Leserbrief zur Berichterstattung über die Bürgerversammlung in Münsing am 30.05.2017, betreffend das KWA-Projekt

 

„Was sagt der OSV zum Projekt des Seniorenstifts der KWA in Ambach?“ war die mehrfach formulierte Frage. Der Vorstand des OSV befürwortet den von Fritz Noppes, Degerndorf, vorgeschlagenen Runden Tisch. Das Vorhaben ist sehr komplex, Grund und Boden sind kostbar und nicht vermehrbar. Deshalb muss mit den vorhandenen Ressourcen verantwortungsvoll und qualitätsbewusst umgegangen werden. Wir haben die Erde von unseren Vorfahren geerbt und müssen sie für unsere Kinder, Enkelkinder und Urenkel mit Bedacht verwalten, anstatt sie durch ungezügelte Bebauung zu verbrauchen.

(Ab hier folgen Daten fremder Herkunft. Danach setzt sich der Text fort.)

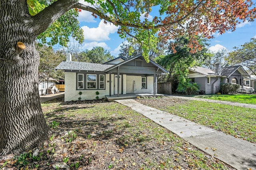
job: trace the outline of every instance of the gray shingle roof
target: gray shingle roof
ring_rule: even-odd
[[[233,65],[232,66],[226,67],[223,68],[221,71],[222,75],[229,76],[238,69],[240,65]]]
[[[113,65],[79,61],[62,61],[56,69],[88,70],[102,71]]]
[[[216,75],[215,72],[207,68],[202,67],[194,66],[190,69],[191,70],[206,75]]]

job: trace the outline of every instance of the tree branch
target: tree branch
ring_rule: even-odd
[[[54,21],[78,4],[76,0],[58,0],[32,17],[32,32],[37,36]]]

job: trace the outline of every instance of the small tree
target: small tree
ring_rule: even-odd
[[[196,94],[199,92],[199,86],[196,83],[192,83],[187,76],[188,70],[184,71],[179,76],[179,83],[176,91],[187,95]]]
[[[221,85],[221,90],[223,94],[234,94],[238,92],[240,85],[238,84],[224,83]]]

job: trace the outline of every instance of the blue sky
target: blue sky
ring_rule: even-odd
[[[79,2],[86,4],[82,0]],[[91,13],[85,11],[80,13],[78,20],[84,32],[84,42],[82,44],[82,50],[90,50],[94,47],[100,46],[110,51],[113,55],[118,56],[120,45],[124,41],[117,33],[118,27],[108,23],[106,24],[103,20],[94,18]],[[241,23],[234,32],[227,32],[222,35],[215,34],[214,36],[214,38],[209,40],[210,50],[217,51],[222,48],[226,48],[232,51],[234,46],[239,47],[249,42],[252,38],[256,38],[256,21]]]

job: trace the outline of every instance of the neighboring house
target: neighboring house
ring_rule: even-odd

Deshalb ist es unfair den künftigen Generationen im Übermaß die Möglichkeit zu nehmen, selbst zu entscheiden, was in ihrer Zeit zu tun ist.

Die bevorstehende Arbeit des Runden Tisches, die auch Bürgermeister Grasl begrüßt, sollte aus unserer Sicht durch fachkundige, professionelle Moderation unterstützt werden. Es sollten folgende kardinale Fragen bearbeitet werden: Einfügen in die bauliche Umgebung Ambachs, Erhalt des Baumbestandes, neue verkehrliche Belastung von Münsing, Holzhausen und Ambach, Parkplätze, Folgen für die Landwirtschaft, Soziale Auswirkungen wie Bedarf von Pflegekräften sowie notwendigen weiteren Arbeitskräften und deren Wohnbedürfnisse bei derzeit knappsten Angebot im Landkreis, realistische Abschätzung wirtschaftlicher Erfolge etc., das Bauchgefühl reicht nicht!

Die grundlegende Vorbereitung eines Wettbewerbs als einzig empfehlenswertem Mittel bei der Vielzahl an Fragen, mit einer fundierten Auslobung, verbunden mit dem Angebot verschiedener Vorschläge erfahrener Architekturbüros, idealerweise einem Städtebaulichen Ideenwettbewerb und einem nachfolgenden Realisierungswettbewerb rückt eine wünschenswert gestaltete Erweiterung Ambachs näher.

Ein besonderes Augenmerk legt der OSV dabei auch auf die Frage und Sorge: Entsteht neues Baurecht um das ehemalige Klinikgelände? und: Wie groß soll Ambach werden und wie schnell wachsen?